This is my first message in the forum, although I have spent almost 50% of my preparation time with the questions posted here. So, first, I would also like to thank you all for sharing so many questions from different sources and posting your solutions and approaches. It has been really helpful.
I took the gmat last week and still wondering what happened. My preparation exam results (I also did AWA and IR in all the exams as well as 8 minute breaks) from GmatPrep were 690 (q48, v36), 680 (q47, v36), 690 (q49, v35) and 720 (q50, v38). I did not retake any of the exams (I bought the two extra exams), so the results should be pretty accurate of my performance.
What freaks me out the most is the decline in verbal. As a non native speaker, I have faced difficulties, overall, with SC. In all my exams I got wrong more or less 10 questions in verbal, and between 80 and 90% of them were SC. I realized I had always been focusing on understanding English, and SC is a total different thing. And that is why I studied SC
MGMAT (went through it two times, took notes first time and improved them the second time, and did all the exercises). I frankly believe it helped improve, I had more fundamentals to use to discard choices, but when it come down to two options without [obvious] grammatical errors, I was unable to identify most of the "wordiness" or "awkwardness".
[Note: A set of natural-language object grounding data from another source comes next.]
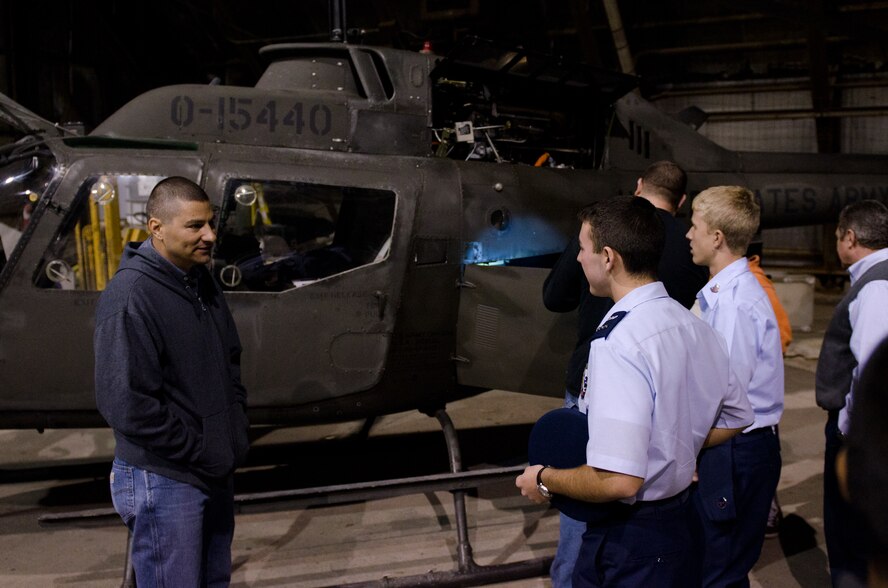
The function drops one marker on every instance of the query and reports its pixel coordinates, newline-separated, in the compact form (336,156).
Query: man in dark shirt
(168,383)
(664,185)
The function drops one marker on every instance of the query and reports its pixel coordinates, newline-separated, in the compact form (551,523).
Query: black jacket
(168,370)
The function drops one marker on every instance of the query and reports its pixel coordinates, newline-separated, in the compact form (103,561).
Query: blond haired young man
(737,480)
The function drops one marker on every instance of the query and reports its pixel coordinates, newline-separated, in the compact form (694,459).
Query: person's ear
(609,256)
(155,227)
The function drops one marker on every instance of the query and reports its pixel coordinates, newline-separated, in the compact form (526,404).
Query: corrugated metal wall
(859,134)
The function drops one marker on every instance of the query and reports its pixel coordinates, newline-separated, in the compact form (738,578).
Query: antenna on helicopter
(337,21)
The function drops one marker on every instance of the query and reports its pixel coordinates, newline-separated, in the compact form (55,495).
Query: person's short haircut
(867,447)
(631,227)
(172,189)
(733,210)
(667,180)
(869,221)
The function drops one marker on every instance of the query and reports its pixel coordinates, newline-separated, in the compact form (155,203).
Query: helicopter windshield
(24,177)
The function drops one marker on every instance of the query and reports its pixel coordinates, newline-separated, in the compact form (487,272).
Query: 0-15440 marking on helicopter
(239,114)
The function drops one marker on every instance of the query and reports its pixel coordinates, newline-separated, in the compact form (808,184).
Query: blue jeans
(181,534)
(570,538)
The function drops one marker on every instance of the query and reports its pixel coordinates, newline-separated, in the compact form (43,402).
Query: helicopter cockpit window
(108,212)
(274,236)
(23,179)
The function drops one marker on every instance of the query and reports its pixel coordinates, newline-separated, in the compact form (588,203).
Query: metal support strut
(464,547)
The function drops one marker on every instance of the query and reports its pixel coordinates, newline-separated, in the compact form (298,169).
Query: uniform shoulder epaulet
(607,326)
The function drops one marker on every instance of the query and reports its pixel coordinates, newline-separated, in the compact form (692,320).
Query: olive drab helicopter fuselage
(385,221)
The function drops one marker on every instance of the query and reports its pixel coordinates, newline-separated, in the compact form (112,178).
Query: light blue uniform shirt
(735,304)
(869,323)
(656,386)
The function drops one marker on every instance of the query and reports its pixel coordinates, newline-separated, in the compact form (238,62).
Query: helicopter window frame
(72,261)
(275,235)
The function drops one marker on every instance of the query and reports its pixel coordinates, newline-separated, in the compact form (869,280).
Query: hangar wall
(779,117)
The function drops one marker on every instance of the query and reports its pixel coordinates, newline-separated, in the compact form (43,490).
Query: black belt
(650,506)
(769,430)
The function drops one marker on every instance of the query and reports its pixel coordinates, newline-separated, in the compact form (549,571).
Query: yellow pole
(113,235)
(98,251)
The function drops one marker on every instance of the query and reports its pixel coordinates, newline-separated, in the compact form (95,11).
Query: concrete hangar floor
(64,471)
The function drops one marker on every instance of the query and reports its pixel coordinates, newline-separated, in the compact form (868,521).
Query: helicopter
(385,221)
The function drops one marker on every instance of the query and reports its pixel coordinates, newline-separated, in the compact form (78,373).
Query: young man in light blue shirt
(737,480)
(657,390)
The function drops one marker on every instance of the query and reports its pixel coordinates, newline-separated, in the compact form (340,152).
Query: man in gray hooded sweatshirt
(168,383)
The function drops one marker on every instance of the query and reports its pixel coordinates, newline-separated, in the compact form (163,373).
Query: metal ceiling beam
(823,97)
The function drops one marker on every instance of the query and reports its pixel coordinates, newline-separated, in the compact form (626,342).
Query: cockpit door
(305,254)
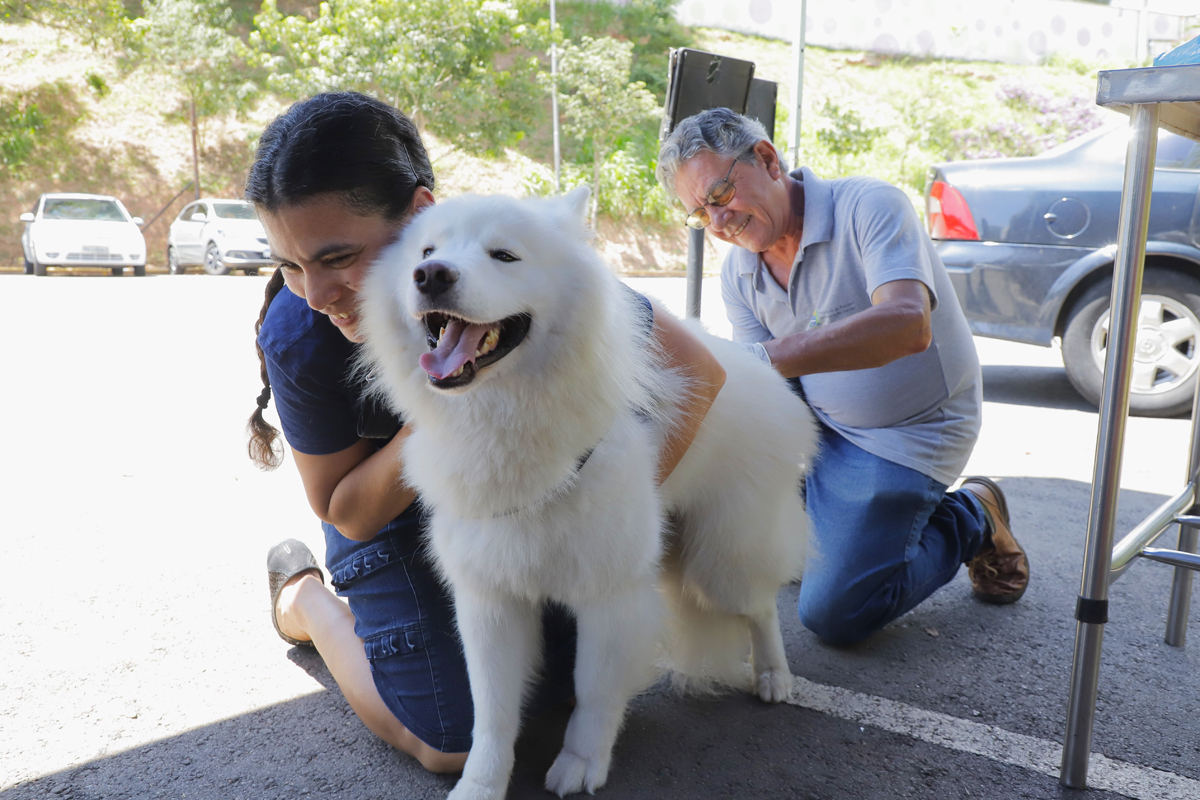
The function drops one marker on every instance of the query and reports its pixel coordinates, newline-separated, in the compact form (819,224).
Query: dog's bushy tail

What do you guys think I could do to improve my verbal? I have been reading for an hour every day of my preparation (1 month and a half) and read every day one or two articles in the economist. Maybe try some other guide, like Aristotle? I am having a break now and will retake in some months, with another month or so for preparation.
I would also like to add some things I have learnt while preparing for the gmat that I hope someone had told me when I first started. I hope it can help someone:
- Preparation is about improving. If you do not know your weaknesses the return of your time will be much lower than if you know them. Spend the first days trying to assess that.
- Once you know which are you weaknesses, work on them. Some people say that it is better to focus on your strengths but, in general I disagree because of the GMAT algorithm - if you are very good at PS, but terrible at DS, you can be able to do the most difficult probability problems, but they will never appear in you exam, since DS errors will make the algorithm give you easier questions. In my case, my quant score improved only when I realized I always failed in the exams the probability problems. As soon as I focused on that and mastered probability in two or three days, my quant score went up to 50
- Do not prepare as your friend did. Or maybe do so, but because you are convinced that that way you will earn the best return on your time. Not even if s/he has scored 750. Everyone has its own weaknesses and you must be able to assess them to pick the best resources to achieve your score. Maybe your friend was crap at CR and needed Pwerscore CR Bible, but for you it would be better to invest that time in learning more about number theory.
- Have in mind a target score that is reasonable for the preparation time you have and you objectives. Although I believe everyone can score above 700, some people may take it two weeks and some others will need 2 years. But try that your objective is realistic so that your mock score do not bring you down
- Do a test early in your preparation. Again, for getting somewhere, you first need to know where you are.